The jumbled setting shouldn’t be a deal-breaker, really, yet it’s reflective of a certain slapdash quality in Honey Don’t! — a feeling that the film was rushed into production to build on the momentum from Drive-Away Dolls, when the script could have used another pass.
It is, admittedly, refreshing to see a Coen brother popping out movies at such a nimble, un-self-conscious pace. Joel and Ethan used to move from one project to the next with urgency and inspiration, but, after the late-career masterpiece Inside Llewyn Davis (2013), their output slowed considerably, then stopped altogether after 2018’s The Ballad of Buster Scruggs. The elder Coen brother has directed only one movie this decade, 2021’s The Tragedy of Macbeth, while Ethan and Cooke have already given us three, if you include the 2022 rockumentary Jerry Lee Lewis: Trouble in Mind. It feels ungrateful to complain, doesn’t it?

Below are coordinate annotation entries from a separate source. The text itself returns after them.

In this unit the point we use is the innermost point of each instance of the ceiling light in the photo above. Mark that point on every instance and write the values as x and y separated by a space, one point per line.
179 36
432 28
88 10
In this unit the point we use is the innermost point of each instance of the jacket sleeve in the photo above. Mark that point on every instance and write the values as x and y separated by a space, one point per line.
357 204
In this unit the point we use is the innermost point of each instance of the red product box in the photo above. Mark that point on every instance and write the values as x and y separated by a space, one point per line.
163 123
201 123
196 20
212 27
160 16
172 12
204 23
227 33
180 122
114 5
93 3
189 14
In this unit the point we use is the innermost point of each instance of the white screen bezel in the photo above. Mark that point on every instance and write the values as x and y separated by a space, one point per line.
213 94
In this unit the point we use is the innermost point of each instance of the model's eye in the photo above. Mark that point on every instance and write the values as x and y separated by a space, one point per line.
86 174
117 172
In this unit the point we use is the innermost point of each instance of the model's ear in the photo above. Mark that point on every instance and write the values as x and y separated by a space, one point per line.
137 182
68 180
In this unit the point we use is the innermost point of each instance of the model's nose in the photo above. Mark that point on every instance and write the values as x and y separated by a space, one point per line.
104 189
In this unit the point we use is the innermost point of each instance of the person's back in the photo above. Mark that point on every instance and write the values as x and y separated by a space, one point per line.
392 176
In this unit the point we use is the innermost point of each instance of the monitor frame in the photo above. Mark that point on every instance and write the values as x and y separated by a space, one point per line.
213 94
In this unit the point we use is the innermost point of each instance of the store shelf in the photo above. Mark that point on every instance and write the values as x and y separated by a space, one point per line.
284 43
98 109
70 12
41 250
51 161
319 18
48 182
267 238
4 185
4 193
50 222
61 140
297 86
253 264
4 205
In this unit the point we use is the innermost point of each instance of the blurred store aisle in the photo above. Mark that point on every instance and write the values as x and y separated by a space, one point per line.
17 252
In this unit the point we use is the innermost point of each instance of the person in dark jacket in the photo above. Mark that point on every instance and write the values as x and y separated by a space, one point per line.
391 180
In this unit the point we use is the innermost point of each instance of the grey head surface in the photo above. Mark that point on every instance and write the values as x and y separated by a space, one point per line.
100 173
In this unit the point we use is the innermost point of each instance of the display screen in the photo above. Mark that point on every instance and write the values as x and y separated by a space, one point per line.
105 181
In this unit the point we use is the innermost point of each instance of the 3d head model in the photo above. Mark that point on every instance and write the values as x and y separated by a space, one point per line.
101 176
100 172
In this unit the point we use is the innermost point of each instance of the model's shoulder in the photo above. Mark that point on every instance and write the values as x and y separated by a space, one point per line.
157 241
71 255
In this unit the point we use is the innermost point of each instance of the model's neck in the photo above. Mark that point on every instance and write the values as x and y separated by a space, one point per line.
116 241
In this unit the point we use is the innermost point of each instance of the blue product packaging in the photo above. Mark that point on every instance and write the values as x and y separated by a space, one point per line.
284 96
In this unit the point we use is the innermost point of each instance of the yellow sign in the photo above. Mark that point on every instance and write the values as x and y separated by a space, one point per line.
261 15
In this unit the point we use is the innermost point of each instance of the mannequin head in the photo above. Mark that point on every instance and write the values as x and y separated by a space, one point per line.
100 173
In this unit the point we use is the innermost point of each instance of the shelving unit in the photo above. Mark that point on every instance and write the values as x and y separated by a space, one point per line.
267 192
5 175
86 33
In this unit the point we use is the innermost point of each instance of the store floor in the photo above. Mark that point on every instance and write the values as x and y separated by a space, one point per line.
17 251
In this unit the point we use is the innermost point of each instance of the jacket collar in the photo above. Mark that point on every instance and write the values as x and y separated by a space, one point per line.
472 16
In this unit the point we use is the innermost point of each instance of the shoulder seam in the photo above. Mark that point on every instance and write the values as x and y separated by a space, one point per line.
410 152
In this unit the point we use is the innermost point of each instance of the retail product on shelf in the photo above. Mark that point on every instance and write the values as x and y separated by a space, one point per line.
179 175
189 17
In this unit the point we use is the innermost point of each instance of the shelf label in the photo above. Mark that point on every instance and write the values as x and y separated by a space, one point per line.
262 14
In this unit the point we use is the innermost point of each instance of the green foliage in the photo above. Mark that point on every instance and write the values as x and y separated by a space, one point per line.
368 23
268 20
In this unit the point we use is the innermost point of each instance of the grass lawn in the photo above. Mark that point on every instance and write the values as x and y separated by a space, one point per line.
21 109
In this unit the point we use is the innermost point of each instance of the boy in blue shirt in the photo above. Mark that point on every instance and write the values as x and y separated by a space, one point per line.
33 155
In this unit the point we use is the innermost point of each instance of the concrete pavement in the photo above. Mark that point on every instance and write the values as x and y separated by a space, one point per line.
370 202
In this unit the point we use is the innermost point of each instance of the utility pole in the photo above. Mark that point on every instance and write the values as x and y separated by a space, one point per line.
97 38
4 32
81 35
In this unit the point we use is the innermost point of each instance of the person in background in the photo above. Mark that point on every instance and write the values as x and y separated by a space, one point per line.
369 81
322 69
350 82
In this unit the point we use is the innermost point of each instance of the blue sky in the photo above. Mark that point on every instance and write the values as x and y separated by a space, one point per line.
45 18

But between Honey Don’t! and the aforementioned documentary, quality control has taken a hit. This film is clearly an affectionate homage to the works of low-budget ’70s genre filmmakers like Russ Meyer and John Waters, artists who worked quickly, cheaply, and without fretting over matters of good taste. But Honey Don’t! is not a B-movie, and therein lies a bit of artistic dissonance. This is a well-funded studio movie starring Hollywood A-listers; like Quentin Tarantino’s Death Proof, it yearns to emulate a cheapy, trashy sensibility that clashes with the material realities of its production. Ethan Coen, with his brother, remains among the most original American filmmakers of the past 40 years, but this film’s thrills are largely imitative.